There are a ton of great resources for the electronics hobbyist on the internet and I won’t attempt to list them all. One of them particularly stands out in terms of being both instructive and entertaining, though: EEVBlog. Dave has hundreds of video episodes covering everything from electronics fundamentals and theory to teardowns of various pieces of equipment to live repair jobs. I learned a tremendous amount just from watching how he uses his tools. I recommend starting with episode #168: How To Set Up An Electronics Lab.
Sometimes you don’t want to take the time to actually build a circuit on a breadboard to see if it will work. Or maybe you don’t have the correct parts at hand, or you’re afraid you might screw it up and blow up a component, or whatever. In such cases it’s very useful to be able to simulate your circuit ideas in software first before you commit to the real thing.

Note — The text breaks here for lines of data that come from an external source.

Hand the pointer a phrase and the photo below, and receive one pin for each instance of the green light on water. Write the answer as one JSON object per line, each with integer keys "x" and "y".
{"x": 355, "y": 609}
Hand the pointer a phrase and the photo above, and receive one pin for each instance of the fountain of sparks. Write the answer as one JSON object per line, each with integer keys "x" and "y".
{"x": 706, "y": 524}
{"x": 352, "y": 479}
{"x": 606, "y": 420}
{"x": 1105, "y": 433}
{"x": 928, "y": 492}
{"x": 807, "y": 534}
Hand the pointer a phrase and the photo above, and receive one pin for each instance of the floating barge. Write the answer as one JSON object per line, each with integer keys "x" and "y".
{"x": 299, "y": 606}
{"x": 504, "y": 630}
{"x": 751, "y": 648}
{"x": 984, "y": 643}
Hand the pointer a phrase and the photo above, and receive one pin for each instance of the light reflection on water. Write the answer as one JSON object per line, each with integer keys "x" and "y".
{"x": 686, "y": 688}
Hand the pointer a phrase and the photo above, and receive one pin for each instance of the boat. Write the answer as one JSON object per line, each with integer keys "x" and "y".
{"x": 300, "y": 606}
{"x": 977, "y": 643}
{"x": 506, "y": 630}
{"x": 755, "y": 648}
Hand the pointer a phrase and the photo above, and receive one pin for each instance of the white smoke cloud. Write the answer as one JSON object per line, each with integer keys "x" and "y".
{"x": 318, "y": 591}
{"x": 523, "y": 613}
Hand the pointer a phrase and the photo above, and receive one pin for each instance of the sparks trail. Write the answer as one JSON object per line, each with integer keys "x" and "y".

There are software packages you can download for this purpose, but I’ve been pleased with CircuitLab.com. It’s not free but the user interface is very intuitive and it’s helped me better understand how transistors and opamps work because I can quickly set up various scenarios and see instantaneous voltage and current values, or chart them over time.
Go forth and learn!
So that’s a lot of high-level information about how to get started with an electronics hobby. You’ll notice that I didn’t discuss the “how-to” on anything, but a few web searches should turn up lots of resources for any particular topic that catches your interest. The most important thing is to actually do something. Start small, understand and master what you’ve purchased, then move on to the next step. Personally, I’ve found it to be very rewarding and I hope you will too.